Jak powiedziała we wtorek PAP rzeczniczka Sądu Apelacyjnego w Poznaniu, Elżbieta Fijałkowska, z uzasadnienia SN wynikało, że obie kary powinny być wykonywane równocześnie. - Sąd dostosował do polskiego prawa wyrok skazujący, wydany przez sąd w Wielkiej Brytanii. Postanowienie jest prawomocne, mężczyzna będzie odbywać równocześnie dwie kary pozbawienia wolności - 12 i 10 lat. Oznacza to, że spędzi w więzieniu 12 lat - poinformowała PAP Fijałkowska.
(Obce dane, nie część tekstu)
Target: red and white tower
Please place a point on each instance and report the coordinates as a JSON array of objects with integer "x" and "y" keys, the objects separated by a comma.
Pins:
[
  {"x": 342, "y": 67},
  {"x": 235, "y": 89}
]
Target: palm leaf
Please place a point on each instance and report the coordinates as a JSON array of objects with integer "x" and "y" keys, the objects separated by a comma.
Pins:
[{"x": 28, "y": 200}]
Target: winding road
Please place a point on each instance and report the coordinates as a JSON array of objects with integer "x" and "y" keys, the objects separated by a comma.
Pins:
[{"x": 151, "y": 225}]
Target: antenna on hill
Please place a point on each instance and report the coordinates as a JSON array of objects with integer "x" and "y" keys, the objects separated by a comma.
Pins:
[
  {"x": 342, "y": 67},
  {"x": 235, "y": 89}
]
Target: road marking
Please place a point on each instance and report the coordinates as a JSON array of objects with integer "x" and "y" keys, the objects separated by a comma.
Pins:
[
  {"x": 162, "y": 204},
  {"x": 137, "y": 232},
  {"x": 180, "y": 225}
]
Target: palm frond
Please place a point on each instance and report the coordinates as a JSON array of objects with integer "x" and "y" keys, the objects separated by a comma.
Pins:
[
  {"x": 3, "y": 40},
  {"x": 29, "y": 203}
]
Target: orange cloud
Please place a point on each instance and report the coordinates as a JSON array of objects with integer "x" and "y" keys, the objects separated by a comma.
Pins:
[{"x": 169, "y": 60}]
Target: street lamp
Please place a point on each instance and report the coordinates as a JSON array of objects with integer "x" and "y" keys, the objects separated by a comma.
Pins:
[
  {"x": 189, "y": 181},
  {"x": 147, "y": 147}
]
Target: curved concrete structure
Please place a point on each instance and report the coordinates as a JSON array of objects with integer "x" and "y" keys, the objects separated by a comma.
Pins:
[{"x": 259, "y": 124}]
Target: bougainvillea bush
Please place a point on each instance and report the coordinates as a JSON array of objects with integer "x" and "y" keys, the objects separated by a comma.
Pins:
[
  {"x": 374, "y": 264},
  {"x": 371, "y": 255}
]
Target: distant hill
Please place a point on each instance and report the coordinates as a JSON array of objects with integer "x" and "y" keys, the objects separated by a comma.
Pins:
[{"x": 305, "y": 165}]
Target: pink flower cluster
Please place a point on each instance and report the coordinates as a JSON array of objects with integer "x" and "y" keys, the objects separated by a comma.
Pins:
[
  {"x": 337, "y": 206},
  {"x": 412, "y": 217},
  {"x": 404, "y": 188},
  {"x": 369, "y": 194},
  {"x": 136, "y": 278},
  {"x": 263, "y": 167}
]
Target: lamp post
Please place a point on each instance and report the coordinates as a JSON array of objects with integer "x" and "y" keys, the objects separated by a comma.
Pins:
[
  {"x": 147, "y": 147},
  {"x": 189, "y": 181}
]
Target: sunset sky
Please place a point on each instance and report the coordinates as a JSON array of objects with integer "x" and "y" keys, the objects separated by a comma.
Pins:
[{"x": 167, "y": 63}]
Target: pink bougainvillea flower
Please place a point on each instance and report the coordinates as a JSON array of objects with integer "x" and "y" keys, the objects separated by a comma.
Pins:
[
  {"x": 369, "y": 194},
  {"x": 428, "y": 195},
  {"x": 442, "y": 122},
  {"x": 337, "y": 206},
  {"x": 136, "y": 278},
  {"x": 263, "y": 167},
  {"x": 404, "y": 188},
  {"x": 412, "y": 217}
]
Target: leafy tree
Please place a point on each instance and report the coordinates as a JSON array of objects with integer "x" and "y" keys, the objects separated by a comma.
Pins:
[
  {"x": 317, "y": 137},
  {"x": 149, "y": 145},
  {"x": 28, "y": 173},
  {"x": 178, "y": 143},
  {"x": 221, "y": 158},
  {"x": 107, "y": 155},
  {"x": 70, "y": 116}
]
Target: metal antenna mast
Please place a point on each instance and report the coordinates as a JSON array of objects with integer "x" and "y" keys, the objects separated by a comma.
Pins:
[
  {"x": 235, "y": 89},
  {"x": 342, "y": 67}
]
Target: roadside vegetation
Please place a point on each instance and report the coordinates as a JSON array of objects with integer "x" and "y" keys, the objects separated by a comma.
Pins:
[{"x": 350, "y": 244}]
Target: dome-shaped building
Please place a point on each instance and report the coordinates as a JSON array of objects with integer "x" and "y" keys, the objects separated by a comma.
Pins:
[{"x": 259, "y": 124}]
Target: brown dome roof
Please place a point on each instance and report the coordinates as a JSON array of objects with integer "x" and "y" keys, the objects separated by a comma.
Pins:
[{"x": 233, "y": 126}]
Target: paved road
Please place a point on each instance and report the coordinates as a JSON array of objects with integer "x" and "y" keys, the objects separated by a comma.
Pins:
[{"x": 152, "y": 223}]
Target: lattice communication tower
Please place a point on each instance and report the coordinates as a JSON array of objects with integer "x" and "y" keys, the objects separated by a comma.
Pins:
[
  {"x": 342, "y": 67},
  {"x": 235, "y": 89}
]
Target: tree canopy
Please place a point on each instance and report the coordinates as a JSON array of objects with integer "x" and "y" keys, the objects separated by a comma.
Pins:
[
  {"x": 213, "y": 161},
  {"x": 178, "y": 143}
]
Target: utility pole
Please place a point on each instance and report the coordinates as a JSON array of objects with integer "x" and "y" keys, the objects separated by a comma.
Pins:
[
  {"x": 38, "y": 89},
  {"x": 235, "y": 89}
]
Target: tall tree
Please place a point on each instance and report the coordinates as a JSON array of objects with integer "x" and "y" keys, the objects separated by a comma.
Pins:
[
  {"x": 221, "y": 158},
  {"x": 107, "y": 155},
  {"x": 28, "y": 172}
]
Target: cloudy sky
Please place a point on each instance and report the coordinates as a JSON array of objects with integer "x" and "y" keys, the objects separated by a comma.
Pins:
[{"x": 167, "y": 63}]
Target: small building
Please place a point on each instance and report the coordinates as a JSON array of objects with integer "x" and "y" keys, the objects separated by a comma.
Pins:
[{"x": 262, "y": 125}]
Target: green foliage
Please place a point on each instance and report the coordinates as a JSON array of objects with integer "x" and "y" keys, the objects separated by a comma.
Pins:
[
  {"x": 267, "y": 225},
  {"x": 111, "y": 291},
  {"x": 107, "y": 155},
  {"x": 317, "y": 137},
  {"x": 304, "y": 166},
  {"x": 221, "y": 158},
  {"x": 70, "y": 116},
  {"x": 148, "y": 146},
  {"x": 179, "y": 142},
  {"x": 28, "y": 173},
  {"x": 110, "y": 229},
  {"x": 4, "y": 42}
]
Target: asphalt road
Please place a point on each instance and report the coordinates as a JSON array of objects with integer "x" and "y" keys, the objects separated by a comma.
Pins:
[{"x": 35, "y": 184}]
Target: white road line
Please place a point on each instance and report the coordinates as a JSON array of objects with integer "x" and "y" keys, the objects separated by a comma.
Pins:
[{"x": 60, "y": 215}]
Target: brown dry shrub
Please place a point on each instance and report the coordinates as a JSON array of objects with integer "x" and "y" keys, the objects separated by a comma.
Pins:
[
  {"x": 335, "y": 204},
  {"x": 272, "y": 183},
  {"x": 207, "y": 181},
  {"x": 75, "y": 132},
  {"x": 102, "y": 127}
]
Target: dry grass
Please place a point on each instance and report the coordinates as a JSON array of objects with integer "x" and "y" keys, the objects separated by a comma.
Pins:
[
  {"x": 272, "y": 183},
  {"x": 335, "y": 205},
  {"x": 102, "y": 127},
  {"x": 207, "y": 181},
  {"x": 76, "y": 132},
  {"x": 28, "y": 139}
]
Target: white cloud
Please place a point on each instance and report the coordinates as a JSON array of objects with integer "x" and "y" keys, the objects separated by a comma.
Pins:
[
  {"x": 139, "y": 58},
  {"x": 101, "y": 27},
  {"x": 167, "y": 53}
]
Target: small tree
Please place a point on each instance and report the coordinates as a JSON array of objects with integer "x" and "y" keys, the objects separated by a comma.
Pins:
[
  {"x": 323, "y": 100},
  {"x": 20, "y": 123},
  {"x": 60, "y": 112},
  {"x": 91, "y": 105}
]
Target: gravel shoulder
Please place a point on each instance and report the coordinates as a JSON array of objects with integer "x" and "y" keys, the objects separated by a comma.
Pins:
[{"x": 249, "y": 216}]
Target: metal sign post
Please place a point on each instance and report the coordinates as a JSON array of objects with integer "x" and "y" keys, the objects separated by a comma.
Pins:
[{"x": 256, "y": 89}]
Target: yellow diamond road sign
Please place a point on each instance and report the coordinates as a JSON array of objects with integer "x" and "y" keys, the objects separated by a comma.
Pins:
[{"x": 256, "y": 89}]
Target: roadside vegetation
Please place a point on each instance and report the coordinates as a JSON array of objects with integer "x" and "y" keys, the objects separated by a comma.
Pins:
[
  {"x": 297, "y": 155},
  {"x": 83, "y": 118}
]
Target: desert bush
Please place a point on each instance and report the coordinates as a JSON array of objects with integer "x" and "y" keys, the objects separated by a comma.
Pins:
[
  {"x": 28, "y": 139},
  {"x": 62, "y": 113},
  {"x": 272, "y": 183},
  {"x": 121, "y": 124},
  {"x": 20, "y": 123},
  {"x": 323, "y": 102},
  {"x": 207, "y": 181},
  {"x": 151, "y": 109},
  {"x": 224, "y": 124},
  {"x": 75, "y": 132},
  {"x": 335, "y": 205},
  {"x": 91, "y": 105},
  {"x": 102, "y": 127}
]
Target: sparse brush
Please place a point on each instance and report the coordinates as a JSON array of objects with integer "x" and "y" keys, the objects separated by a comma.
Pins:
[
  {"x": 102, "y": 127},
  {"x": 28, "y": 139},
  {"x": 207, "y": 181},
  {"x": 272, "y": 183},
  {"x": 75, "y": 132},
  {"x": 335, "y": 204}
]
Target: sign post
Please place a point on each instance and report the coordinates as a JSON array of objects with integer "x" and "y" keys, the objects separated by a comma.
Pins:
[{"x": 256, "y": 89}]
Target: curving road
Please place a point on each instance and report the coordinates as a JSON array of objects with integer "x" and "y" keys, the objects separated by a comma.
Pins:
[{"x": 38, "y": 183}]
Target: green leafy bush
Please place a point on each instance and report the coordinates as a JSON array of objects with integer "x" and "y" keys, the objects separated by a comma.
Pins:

Jak powiedział we wtorek PAP reprezentujący skazanego mec. Wojciech Wiza, wtorkowe orzeczenie sądu jest satysfakcjonujące.
- Ono satysfakcjonuje, jeżeli weźmiemy pod uwagę punkt odniesienia, jakim było orzeczenie sądu okręgowego. Jakub Tomczak spędziłby w więzieniu 22 lata. W tej chwili wraca to +z głowy na nogi+; jeżeli sąd w Wielkiej Brytanii orzekł o równoczesności, to konsekwentnie domagaliśmy się tego, by ta równoczesność została zachowana, pomimo zmiany tych kar jednostkowych - powiedział.
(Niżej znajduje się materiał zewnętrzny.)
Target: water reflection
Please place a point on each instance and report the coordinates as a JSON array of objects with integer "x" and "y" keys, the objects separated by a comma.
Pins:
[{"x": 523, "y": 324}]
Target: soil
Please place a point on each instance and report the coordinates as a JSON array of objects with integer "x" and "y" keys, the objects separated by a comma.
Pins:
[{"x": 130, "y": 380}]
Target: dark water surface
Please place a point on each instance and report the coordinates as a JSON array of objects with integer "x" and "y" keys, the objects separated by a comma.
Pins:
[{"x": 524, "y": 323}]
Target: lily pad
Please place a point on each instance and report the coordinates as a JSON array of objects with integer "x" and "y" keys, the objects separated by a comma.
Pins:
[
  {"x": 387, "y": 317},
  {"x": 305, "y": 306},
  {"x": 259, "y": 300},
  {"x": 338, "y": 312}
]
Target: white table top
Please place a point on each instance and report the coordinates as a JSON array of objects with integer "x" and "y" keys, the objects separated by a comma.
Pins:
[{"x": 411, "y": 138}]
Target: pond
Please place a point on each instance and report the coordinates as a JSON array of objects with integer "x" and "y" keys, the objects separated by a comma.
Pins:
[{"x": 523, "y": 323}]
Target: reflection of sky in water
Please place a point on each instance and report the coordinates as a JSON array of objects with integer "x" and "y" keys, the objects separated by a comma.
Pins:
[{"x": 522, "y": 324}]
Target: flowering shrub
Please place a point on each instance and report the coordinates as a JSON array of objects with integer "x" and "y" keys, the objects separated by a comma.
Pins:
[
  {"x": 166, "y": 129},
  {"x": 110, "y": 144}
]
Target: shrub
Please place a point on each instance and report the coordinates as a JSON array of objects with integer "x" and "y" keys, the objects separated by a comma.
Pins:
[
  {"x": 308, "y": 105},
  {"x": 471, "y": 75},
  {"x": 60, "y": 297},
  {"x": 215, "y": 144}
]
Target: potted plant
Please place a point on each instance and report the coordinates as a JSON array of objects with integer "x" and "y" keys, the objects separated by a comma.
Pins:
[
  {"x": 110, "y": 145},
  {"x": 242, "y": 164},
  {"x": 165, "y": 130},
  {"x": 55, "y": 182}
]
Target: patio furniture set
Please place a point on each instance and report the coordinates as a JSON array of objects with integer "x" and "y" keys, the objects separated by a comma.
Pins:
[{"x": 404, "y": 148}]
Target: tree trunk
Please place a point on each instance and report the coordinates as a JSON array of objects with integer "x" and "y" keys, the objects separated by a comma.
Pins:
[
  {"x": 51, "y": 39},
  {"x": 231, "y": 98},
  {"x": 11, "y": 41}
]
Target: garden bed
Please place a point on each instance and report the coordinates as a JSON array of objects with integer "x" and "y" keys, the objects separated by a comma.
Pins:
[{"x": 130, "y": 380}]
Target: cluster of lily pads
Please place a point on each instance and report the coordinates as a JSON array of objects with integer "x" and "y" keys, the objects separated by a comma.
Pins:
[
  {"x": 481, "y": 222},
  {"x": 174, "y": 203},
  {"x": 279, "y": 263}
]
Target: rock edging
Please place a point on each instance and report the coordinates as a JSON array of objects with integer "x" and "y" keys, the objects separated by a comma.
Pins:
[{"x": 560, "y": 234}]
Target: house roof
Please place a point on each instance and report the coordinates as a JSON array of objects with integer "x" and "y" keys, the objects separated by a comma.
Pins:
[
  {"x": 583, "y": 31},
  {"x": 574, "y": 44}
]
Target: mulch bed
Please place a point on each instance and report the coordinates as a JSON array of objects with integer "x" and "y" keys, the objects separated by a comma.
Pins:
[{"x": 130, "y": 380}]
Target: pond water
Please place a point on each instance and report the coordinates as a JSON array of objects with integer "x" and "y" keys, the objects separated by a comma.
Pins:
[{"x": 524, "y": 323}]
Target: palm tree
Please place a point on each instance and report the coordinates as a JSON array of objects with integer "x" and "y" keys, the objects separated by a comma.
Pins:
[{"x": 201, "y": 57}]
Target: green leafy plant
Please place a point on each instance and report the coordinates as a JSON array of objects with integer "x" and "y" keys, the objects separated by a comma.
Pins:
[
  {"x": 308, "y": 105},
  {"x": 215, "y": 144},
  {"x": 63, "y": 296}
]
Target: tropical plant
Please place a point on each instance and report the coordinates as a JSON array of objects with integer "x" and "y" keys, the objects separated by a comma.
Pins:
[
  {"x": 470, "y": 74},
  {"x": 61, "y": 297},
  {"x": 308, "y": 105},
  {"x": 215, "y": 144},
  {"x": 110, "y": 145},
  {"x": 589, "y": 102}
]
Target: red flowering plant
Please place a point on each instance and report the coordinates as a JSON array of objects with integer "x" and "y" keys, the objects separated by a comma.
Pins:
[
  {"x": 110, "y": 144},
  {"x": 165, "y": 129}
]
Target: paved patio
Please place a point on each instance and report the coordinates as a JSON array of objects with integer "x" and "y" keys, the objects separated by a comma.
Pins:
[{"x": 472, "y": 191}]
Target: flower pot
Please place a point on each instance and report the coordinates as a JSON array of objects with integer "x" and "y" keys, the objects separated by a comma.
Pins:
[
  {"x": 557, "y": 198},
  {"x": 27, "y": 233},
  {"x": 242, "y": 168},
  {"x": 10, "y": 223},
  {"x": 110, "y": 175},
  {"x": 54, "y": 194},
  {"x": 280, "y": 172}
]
W 2008 r. Tomczak został skazany w Wielkiej Brytanii na dwie kary dożywocia - jedno za gwałt, drugie za ciężkie pobicie w 2006 r. mieszkanki Exeter. Brytyjski sąd orzekł wtedy, że skazany ma odbywać dwie kary dożywocia równocześnie, o warunkowe zwolnienie może ubiegać się po 9 latach. Jak orzekł we wtorek SA, Tomczak ma prawo do ubiegania się o warunkowe przedterminowe zwolnienie po 9 latach, tak jak to orzekł sąd brytyjski.
Przy dostosowywaniu kary do polskiego kodeksu, obrońcy wnioskowali, by Tomczak mógł się ubiegać o przedterminowe zwolnienie po sześciu latach, tak jak wynika to z polskich przepisów. Mec. Wiza nie wykluczył skierowania wniosku do Trybunału Konstytucyjnego w tej sprawie. Jak stwierdził, TK powinien ocenić, czy również w tym przypadku nie powinno się stosować zasady rozstrzygania różnic w prawie poszczególnych państw na korzyść skazanego.
- Ze wskazówek SN wynika, że obecne przepisy dotyczą jedynie kar dla Polaków wydanych na podstawie ENA, w pozostałym zakresie mamy "związane ręce". Należy się zastanowić, czy jest to zgodne z konstytucyjną zasadą równości wobec prawa. Gdyby Jakub Tomczak nie był wydany na podstawie ENA, tylko był ujęty w Wielkiej Brytanii, tam skazany i tu przyjechał, by odbyć karę, to przy tym etapie dostosowania kary brytyjskiej do polskiej, obowiązywałaby zasada rozstrzygania wszystkich różnic na jego korzyść. Należałoby też wnioskować, że tak rozstrzygnięta byłaby sprawa różnicy pomiędzy dziewięcioma a sześcioma latami, po których mógłby się ubiegać o warunkowe zwolnienie - powiedział.
Wcześniej polski sąd zgodził się na wydanie Jakuba Tomczaka brytyjskiemu wymiarowi sprawiedliwości na podstawie Europejskiego Nakazu Aresztowania (ENA), warunkując zgodę tym, że ewentualną karę odbędzie on w Polsce.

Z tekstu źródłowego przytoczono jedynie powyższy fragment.